Kenapa harus selalu dia yang hancur hatinya?’ batin Fred bertanya.
Ha! Hanya Riri yang
hancur hatinya? Matanya pasti sudah buta hingga tak bisa melihat hatinya
sendiri sekarang ini. Bukan hanya Riri yang hancur. Tapi hatinya juga ikut
hancur.
Hancur karena melihat
betapa Riri mencintai Alex yang sudah melupakannya.
Hancur karena rasanya
yang lagi-lagi tak berbalas.
Hancur karena Riri yang
hanya menganggapnya sebagai kakak.
Hancur karena Riri juga
remuk hatinya.
Lalu kenapa dia tak
menyadari betapa hancur hatinya saat ini? Hanya satu jawabannya. Satu kalimat
yang akan secara otomatis diikuti oleh banyak kalimat setelahnya.
Karena dia terlalu mencintai Riri.
Hingga tak
memperdulikan bagaimana bentuk hatinya saat ini. Karena dia hanya memfokuskan
pikirannya pada perasaan Riri seluruhnya. Tanpa sekalipun memperhatikan perasaannya
sendiri. Bodoh bukan? Yah, cinta memang sudah mengikis habis intelegensinya
hingga nyaris tak bersisa.
“Kak, nanti lu pulang
bareng kak Hamid aja ya? Mobilnya mau gue pake..” kata Riri. masih dengan
pandangan yang jatuh pada Alex dan Tatiana yang tengah berdansa di tengah aula.
Mengenakan mahkota sederhana yang selalu dipakai oleh King and Queen of the farewell party.
“Mau kemana?”
“Liat Sunrise.”
“I’ll go with you..”
“But,”
“Kita berangkat setelah
acara selesai satu setengah jam lagi. Ok?”

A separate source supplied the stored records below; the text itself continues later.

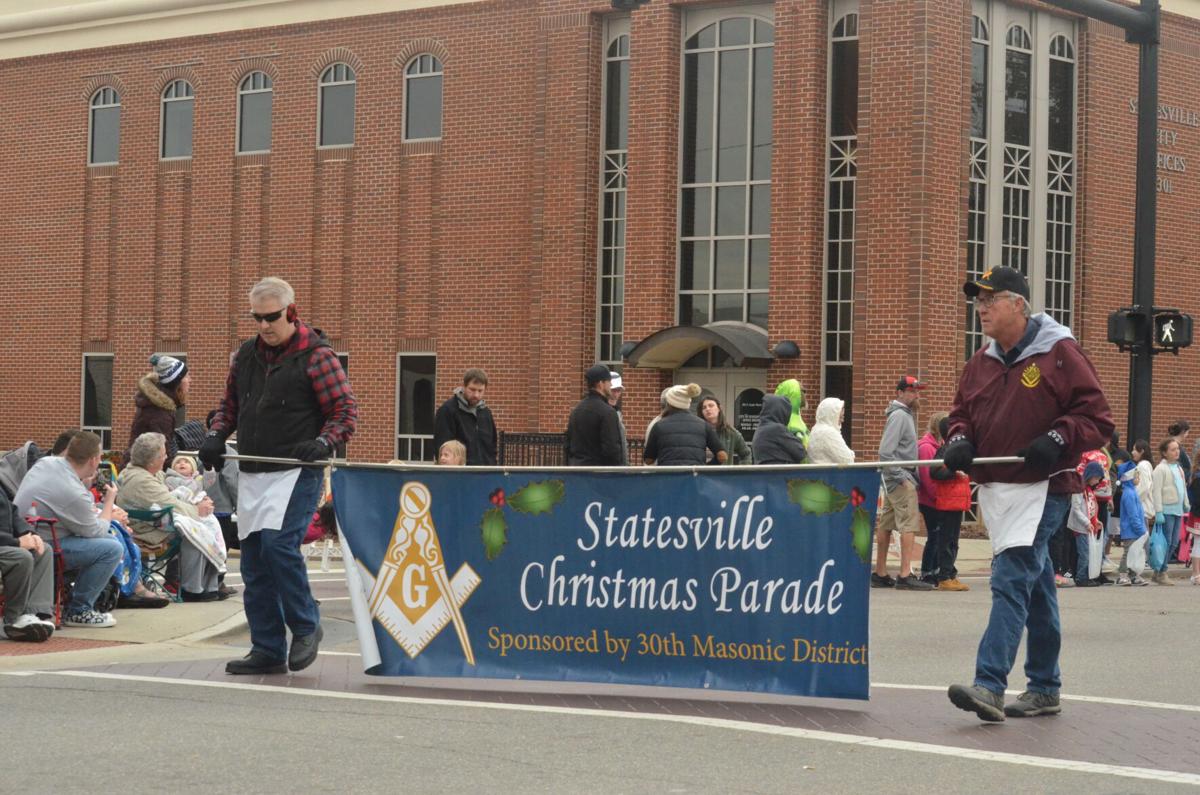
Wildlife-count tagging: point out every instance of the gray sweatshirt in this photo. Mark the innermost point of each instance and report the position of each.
(899, 443)
(61, 495)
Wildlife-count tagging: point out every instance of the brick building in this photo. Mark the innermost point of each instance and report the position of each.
(724, 192)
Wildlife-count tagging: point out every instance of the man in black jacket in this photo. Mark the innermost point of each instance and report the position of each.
(593, 434)
(467, 418)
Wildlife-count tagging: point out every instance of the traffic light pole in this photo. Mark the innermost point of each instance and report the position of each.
(1141, 27)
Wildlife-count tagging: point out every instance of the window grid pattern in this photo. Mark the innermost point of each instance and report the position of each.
(255, 97)
(423, 99)
(725, 202)
(1061, 189)
(977, 189)
(615, 165)
(1018, 154)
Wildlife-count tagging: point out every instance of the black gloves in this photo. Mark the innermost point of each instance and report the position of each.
(959, 454)
(1043, 452)
(213, 452)
(317, 448)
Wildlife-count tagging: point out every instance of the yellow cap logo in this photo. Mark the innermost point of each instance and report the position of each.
(412, 597)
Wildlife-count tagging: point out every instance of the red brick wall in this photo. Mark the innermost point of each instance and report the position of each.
(483, 247)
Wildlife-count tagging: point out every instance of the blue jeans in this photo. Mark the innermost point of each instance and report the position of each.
(1171, 530)
(1084, 555)
(275, 577)
(1024, 597)
(95, 560)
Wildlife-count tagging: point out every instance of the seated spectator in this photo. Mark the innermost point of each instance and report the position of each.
(773, 443)
(27, 571)
(453, 453)
(143, 488)
(679, 437)
(57, 488)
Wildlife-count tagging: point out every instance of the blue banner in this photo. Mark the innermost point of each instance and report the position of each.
(730, 578)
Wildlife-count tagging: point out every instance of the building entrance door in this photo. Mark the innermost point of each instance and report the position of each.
(741, 393)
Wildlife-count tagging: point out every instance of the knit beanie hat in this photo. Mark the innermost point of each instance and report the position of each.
(168, 369)
(679, 396)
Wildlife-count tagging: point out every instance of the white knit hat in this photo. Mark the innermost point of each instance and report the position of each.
(679, 396)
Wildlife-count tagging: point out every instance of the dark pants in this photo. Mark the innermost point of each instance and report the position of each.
(275, 575)
(941, 553)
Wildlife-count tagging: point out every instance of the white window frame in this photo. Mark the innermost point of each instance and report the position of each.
(91, 112)
(321, 96)
(243, 91)
(442, 102)
(162, 117)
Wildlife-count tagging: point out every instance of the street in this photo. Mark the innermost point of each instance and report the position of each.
(1131, 717)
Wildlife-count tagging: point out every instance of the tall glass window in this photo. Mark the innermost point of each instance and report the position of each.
(977, 189)
(335, 101)
(1061, 180)
(417, 377)
(725, 197)
(613, 165)
(177, 120)
(96, 399)
(840, 179)
(255, 99)
(105, 127)
(423, 99)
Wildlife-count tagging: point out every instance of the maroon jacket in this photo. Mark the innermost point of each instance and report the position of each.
(1051, 386)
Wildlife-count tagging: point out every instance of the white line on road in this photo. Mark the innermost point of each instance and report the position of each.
(714, 723)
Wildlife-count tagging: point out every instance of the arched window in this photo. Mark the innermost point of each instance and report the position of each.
(335, 112)
(725, 192)
(255, 97)
(423, 99)
(105, 127)
(613, 163)
(177, 120)
(841, 178)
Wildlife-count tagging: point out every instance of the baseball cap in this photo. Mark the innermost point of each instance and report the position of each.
(999, 280)
(597, 374)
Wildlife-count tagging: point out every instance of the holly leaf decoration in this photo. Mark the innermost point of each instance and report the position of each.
(861, 533)
(495, 532)
(538, 497)
(816, 496)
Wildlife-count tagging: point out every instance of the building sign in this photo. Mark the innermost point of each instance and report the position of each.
(1171, 165)
(730, 578)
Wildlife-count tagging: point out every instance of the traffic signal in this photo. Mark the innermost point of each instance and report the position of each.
(1173, 329)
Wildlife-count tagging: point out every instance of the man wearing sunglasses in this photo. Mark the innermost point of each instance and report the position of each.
(287, 396)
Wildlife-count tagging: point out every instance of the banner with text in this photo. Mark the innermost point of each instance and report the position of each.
(731, 579)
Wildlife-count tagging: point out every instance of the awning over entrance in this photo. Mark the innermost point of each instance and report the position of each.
(669, 348)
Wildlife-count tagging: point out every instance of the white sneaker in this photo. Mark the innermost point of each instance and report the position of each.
(29, 627)
(89, 619)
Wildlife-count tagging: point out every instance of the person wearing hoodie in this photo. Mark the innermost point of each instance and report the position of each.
(795, 394)
(467, 418)
(899, 512)
(826, 442)
(773, 442)
(1030, 393)
(161, 392)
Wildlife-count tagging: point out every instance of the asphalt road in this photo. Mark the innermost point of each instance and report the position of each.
(96, 734)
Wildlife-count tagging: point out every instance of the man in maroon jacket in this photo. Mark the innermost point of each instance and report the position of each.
(1031, 393)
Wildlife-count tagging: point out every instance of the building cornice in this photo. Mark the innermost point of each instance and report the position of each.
(71, 25)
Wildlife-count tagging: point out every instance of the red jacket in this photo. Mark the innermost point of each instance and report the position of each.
(1051, 386)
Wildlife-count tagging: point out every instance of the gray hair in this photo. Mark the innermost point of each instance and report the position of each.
(273, 287)
(145, 448)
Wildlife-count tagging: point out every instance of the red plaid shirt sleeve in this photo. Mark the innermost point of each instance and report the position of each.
(334, 396)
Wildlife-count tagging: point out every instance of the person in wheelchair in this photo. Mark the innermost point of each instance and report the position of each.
(202, 553)
(57, 488)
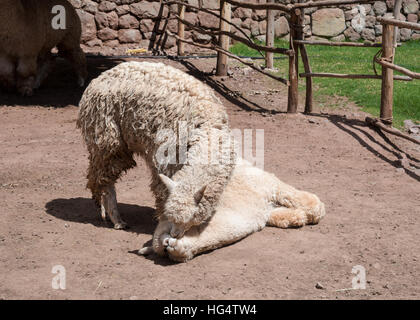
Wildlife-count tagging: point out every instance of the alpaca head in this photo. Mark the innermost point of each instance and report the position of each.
(182, 205)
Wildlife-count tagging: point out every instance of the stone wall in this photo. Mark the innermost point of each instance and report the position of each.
(111, 27)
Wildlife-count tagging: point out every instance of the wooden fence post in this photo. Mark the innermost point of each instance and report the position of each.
(396, 13)
(292, 101)
(222, 59)
(181, 30)
(269, 42)
(387, 74)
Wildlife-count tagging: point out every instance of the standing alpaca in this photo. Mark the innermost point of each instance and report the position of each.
(124, 111)
(251, 200)
(27, 37)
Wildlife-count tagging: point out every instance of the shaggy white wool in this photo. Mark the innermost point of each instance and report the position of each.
(251, 200)
(123, 112)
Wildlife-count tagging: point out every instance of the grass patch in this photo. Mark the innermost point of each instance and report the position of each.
(364, 92)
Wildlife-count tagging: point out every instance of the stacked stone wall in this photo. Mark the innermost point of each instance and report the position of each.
(113, 26)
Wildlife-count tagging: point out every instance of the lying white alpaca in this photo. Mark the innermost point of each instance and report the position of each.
(124, 111)
(251, 200)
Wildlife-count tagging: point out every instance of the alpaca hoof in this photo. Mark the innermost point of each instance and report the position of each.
(178, 249)
(26, 91)
(177, 231)
(145, 251)
(120, 226)
(81, 82)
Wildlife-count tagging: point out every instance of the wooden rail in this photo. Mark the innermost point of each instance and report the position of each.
(297, 46)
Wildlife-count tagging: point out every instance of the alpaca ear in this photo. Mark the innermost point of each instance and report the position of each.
(199, 195)
(168, 182)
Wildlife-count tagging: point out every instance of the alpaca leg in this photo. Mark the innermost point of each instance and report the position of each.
(103, 172)
(44, 67)
(109, 207)
(7, 73)
(224, 228)
(77, 58)
(287, 218)
(298, 209)
(26, 72)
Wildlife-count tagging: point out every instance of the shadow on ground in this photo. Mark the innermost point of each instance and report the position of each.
(355, 126)
(83, 210)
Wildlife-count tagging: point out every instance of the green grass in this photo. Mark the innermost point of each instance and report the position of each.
(364, 92)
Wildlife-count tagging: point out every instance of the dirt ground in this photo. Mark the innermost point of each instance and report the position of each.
(372, 201)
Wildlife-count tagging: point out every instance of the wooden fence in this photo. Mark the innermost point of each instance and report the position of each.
(295, 14)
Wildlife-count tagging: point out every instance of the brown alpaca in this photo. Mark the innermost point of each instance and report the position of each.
(27, 37)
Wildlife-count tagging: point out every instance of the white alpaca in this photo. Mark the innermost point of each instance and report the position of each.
(124, 111)
(251, 200)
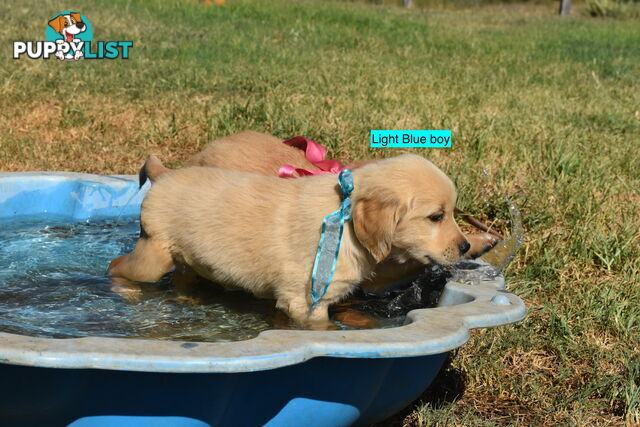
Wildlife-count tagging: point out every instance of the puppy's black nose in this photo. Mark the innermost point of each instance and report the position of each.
(464, 247)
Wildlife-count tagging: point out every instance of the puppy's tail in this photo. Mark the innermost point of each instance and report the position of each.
(151, 170)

“I want to go there by myself, alone.”
“Gue nggak bisa
ngebiarin lu nyetir mobil lu sendiri dalam keadaan seperti ini. Nyaris ‘trans’.
Nggak bisa. Pokoknya gue akan nemenin lu. Kalo lu tetep nolak, lu akan langsung
gue anter ke rumah.”
Riri mau tak mau menyetujui.
Dia benar-benar butuh udara segar untuk dijejalkan ke dalam parunya yang kian
menciut. Yang seperti tak mampu menghela napas yang bersatu dengan aroma orang
itu. Begitu menyesakkan kalbu.
Sepanjang sisa pesta,
Fred tak pernah sekalipun melepaskan tangan Riri dari genggamannya. Tak ingin
gadis itu mengingkari perkataannya dan pergi sendirian.
Mereka berdua tak lagi
berdansa. Menepi dan kembali mengambil segelas ariel wine. Kembali menikmatinya dalam senyap. Rasanya berbeda dari
yang pertama kali mereka rasakan. Tak ada kenikmatan yang manis yang mengalir
disana. Hanya ada pahit yang mengisi rongga mulut.
Tentu saja mereka
mereguk wine itu dengan tangan yang saling terhubung. Karena salah satu dari
mereka menolak untuk melepaskannya.
**********
Aula telah kosong. Tapi
belum juga ditutup. Biasanya aula akan tetap dibuka sampai esok paginya. Entah
apa tujuannya. Tapi yang jelas, begitu acara selesai, semua mahasiswa bisa
dipastikan langsung menghilang dari aula.
“Gue duluan ya.. Mau
nganter Nita..” pamit Billy. Nita terlihat sudah mencopot stiletto cokelat dari
kedua kakinya dan menentengnya di tangannya. Hingga kini dia bertelanjang kaki.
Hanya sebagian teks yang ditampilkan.